A separate report yesterday showed that German factory orders held steady in February after a surge in January as an increase in foreign demand for basic goods and machinery countered a drop in domestic orders. Orders, adjusted for seasonal swings and inflation, were unchanged from January, when they jumped 5.1%, according to the Economy Ministry in Berlin. Economists had forecast a 0.5% decline for February.

Orders from outside the 16-nation Euro area increased 2.9% in February from the previous month, driven by a 5% surge in basic goods orders and a 2.4% gain in demand for investment goods, yesterdays report showed. Domestic orders fell 1.9% from January. January’s overall orders increase was revised up from an initially reported 4.3% gain. The data, combined with solid sentiment indicators, suggest the recovery in the manufacturing industry will continue.

In other news in the Euro Zone a team from the International Monetary Fund arrived in Athens yesterday for discussions with government officials. The news comes as Greek government bond yields hit new highs and Greek banks have asked for more government support.

Leading Greek banks asked for more than 15bn Euros ($20bn; £13bn) of government support under a 28bn Euro support scheme launched under the previous administration in 2008. The IMF said it was in Athens to give advice on improving the management of the government’s finances.
The Euro fell against Sterling for the third day yesterday, dropping 0.20% to close at GBP 0.8754.

In the UK the service sector expanded less than expected in March, with growth slowing from February’s three-year high, despite the first rise in employment for almost two years according to services PMI data released yesterday.

March’s main services PMI number fell to 56.5 from 58.4 in February, according to a monthly survey of purchasing managers by Markit and the Chartered Institute of Purchasing and Supply, which does not include the public sector or retailers.

Economists had only expected the index to fall to 58.0 last month, but the numbers are unlikely to shift their broader view that overall GDP growth in the first quarter was similar to the previous quarter’s 0.4%.

The fourth-quarter return to growth after 18 months of deep recession has given the ruling Labour Party a modest boost in opinion polls, but it still trails the opposition Conservatives by a small margin ahead of the general election due to be held on May 6th.

Services activity eased in March after new business came in at a slower rate. Activity grew at its fastest pace for three years in February, when firms were catching up after a January slowdown caused by harsh weather and a rise in value-added tax. The survey showed that big firms reported the greatest rise in activity, with smaller companies registering only marginal growth.

Yesterday’s data follows on from the release of March’s PMI data for the manufacturing sector which pointed to the fastest growth in 15 years, while the lagging construction sector also expanded for the first time in two years.

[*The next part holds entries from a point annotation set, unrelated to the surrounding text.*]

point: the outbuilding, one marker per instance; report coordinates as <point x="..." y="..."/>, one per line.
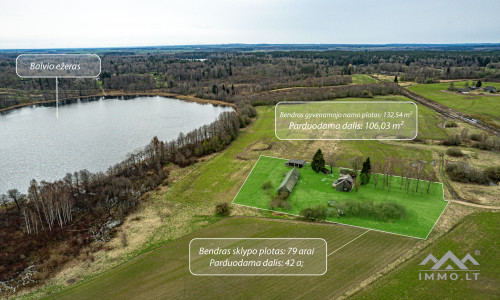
<point x="298" y="163"/>
<point x="290" y="181"/>
<point x="345" y="183"/>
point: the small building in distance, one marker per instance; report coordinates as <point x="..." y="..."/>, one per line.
<point x="298" y="163"/>
<point x="345" y="183"/>
<point x="290" y="181"/>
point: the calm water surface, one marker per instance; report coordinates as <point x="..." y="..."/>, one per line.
<point x="88" y="135"/>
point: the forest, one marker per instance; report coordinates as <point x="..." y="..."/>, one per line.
<point x="231" y="76"/>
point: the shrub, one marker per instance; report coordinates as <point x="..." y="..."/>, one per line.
<point x="267" y="185"/>
<point x="455" y="152"/>
<point x="315" y="213"/>
<point x="493" y="173"/>
<point x="450" y="124"/>
<point x="461" y="172"/>
<point x="222" y="209"/>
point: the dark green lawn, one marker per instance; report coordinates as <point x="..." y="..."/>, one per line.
<point x="423" y="209"/>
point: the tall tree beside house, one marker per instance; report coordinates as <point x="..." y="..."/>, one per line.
<point x="318" y="163"/>
<point x="366" y="172"/>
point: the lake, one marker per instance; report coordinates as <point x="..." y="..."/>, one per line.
<point x="91" y="135"/>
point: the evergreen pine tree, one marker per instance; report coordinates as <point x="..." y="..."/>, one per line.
<point x="318" y="163"/>
<point x="365" y="172"/>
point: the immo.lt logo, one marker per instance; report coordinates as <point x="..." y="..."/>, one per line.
<point x="449" y="267"/>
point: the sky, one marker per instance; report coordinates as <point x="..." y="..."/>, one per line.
<point x="32" y="24"/>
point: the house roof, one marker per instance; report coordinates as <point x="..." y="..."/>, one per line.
<point x="346" y="178"/>
<point x="290" y="180"/>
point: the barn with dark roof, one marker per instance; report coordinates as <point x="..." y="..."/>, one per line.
<point x="290" y="181"/>
<point x="295" y="163"/>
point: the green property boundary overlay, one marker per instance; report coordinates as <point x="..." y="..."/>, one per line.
<point x="423" y="210"/>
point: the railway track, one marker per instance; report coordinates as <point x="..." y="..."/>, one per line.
<point x="449" y="112"/>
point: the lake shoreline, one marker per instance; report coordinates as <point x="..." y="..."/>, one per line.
<point x="119" y="93"/>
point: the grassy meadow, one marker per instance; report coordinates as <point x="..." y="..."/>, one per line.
<point x="477" y="235"/>
<point x="423" y="209"/>
<point x="164" y="273"/>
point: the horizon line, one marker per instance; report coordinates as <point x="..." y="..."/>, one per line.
<point x="260" y="44"/>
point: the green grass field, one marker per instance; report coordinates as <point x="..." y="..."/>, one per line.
<point x="477" y="232"/>
<point x="487" y="107"/>
<point x="362" y="79"/>
<point x="164" y="273"/>
<point x="218" y="179"/>
<point x="423" y="209"/>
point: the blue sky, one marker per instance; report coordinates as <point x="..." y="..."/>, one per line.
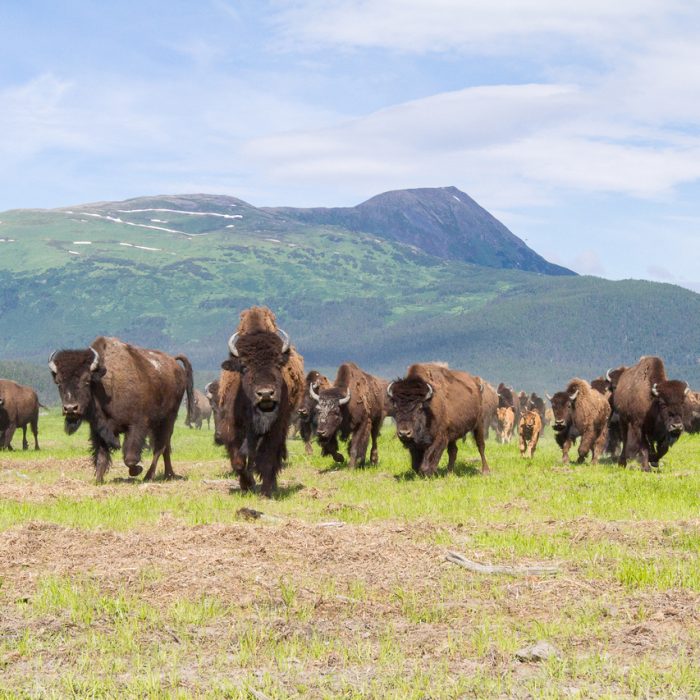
<point x="577" y="124"/>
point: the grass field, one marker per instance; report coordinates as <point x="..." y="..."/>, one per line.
<point x="341" y="588"/>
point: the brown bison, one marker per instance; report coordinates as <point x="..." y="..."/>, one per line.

In Canada building permits unexpectedly fell in February from January on a sharp decline in apartment building construction plans, while single-family housing approvals soared to an all-time high. Statistics Canada said yesterday that building permits slid 0.5% in the month to C$5.7 billion ($5.7 billion) versus market expectations of a 2% gain.

Permits were up 56.7% from a year earlier when their value had hit a record low and hovered near the 2007 peak. Permits for single-family dwellings rose 3%, the second straight monthly gain to reach a historic high, Statscan said.

The Canadian Dollar fell back slightly against its American counterpart yesterday, after posting two days of gains previously. It fell 0.33% to close at USD 1.0044.

Canadian Prime Minister Stephen Harper said yesterday that the government is not necessarily concerned about the strong appreciation of the Canadian currency unless it harms the ability of business to compete. He said the Bank of Canada, not the government, is responsible for monitoring the foreign exchange rate.